The title to my review pretty much sums it up. Fulton is a great writer and Sensual Math is definitely worth reading (more than once.) But comparing her to Emily Dickinson is a little outrageous. As poet Li-Young Lee once observed about Emily Dickinson, "you could spend a life time unpacking the meaning from her poems." Fulton is good, but she isn't THAT good!

Poem Envy

I read this book after I looked at a list by Matthew Boroson, "humbly amazed." It's a great list, a course in wonder, as he calls it. Of the contemporary poets he recommends, Alice Fulton is the most fearless, and for my money, the best. Who else would begin a poem: "Is beige a castrate of copper, pink, and taste?" ("Fuzzy Feelings") She's wild, but her work is not obscure. Gender-bending, Elvis (!), lace, particle physics... it's all here folks, and never said more richly. I guess the highest praise I can offer is to say that I wish I'd written this book. Yup, I have poem envy. I highly recommend this book.

Maybe I'm not qualified, but I'll still speak my peace

Let's preface this review with an explanation -- I'm not an intellectual, and if it wasn't for my perverse sense of humor mixed with my young ambition to take as many courses in mathematics as possible, I would probably never have picked this book up off of a friend of mine's shelf.That being said, I did pick it up.

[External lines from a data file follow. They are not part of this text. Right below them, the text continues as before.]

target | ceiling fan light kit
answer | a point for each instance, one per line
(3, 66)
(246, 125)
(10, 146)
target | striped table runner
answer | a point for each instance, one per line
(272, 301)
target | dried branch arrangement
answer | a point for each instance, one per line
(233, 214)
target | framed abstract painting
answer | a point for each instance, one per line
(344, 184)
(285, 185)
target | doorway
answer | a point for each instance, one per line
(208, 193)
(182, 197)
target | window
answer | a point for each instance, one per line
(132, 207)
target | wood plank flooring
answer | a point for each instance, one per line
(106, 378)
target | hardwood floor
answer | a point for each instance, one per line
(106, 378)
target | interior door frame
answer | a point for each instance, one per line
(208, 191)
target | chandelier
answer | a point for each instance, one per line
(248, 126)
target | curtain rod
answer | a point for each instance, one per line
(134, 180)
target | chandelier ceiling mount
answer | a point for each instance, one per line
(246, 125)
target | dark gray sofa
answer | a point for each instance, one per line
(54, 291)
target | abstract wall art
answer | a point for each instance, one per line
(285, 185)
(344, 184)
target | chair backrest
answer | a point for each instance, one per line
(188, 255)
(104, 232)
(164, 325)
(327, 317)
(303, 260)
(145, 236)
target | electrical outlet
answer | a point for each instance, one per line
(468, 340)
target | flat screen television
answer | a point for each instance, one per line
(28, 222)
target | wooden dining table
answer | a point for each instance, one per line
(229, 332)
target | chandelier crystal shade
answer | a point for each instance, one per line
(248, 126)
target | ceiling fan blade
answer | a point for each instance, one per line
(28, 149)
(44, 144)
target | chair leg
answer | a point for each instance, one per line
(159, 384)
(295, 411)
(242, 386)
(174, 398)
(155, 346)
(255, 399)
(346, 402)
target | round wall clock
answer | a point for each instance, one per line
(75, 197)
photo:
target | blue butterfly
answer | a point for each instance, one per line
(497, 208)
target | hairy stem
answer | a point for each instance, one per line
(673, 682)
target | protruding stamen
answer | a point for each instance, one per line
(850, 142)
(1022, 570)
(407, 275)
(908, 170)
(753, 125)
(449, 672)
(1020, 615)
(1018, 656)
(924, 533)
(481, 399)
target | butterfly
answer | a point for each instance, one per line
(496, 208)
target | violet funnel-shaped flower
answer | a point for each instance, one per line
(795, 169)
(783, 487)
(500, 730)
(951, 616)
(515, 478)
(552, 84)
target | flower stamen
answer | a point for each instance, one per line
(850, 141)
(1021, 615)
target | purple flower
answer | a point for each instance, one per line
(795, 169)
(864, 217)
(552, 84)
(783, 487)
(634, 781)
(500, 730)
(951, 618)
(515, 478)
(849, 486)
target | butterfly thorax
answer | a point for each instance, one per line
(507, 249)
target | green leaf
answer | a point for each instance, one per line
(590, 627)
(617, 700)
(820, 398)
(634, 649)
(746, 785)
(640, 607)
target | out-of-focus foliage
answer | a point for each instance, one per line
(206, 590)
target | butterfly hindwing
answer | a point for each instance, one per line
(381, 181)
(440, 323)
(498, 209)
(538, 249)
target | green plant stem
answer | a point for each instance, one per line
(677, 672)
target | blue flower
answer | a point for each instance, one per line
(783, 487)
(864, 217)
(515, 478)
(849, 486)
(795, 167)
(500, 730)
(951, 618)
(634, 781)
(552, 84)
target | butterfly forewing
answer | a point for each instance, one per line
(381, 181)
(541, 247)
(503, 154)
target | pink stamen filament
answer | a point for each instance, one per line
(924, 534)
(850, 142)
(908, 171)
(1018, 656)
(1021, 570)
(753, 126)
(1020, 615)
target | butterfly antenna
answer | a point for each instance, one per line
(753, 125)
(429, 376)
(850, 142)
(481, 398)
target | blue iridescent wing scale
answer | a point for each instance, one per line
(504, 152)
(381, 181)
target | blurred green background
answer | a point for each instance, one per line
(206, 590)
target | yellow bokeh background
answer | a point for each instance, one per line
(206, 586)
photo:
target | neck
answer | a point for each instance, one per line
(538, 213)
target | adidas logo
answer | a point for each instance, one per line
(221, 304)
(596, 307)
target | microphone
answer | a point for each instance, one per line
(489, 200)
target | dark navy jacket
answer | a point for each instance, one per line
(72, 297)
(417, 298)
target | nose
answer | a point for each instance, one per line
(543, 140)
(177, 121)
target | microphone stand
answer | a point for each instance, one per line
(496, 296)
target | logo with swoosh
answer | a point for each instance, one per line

I opened it, and I had to read the first poem three or four times to make sure it was really as good as I thought. Then I moved on to the next, and the next. Long story short, I bugged the book's owner so much, now the book is mine. I have been thouroughly impressed with each successive poem. Since this (poetry) is not my usual thing, I lack the vocabulary to adequately describe this book.It appealled to me, a (then) computer science and anthropology double major, and it appealed to my friend, who got his doctorate in literature.Bottom line: No matter who you are, buy this book.

I loved this book. I highly recommend it.

It seems like Alice Fulton can bring anything into a poem and make it work. In these poems, for example, there's Elvis Presley, faked orgasms, TV-reruns. But she's not just grabbing images from popular culture to make the poems accessible - she's using them, it seems to me, because they're as much a part of our world, our ways of knowing and feeling, as classical myths, which are also here. (See her fantastic reinterpretation of Daphne and Apollo in the sequence called "Give:") And what's as wonderful to me is the lushness of these poems, the extravagance of language, the way Fulton builds up these crystal-like surfaces from line to line or stanza to stanza and makes them tilt, twist, dance. Alice Fulton's poems are exciting!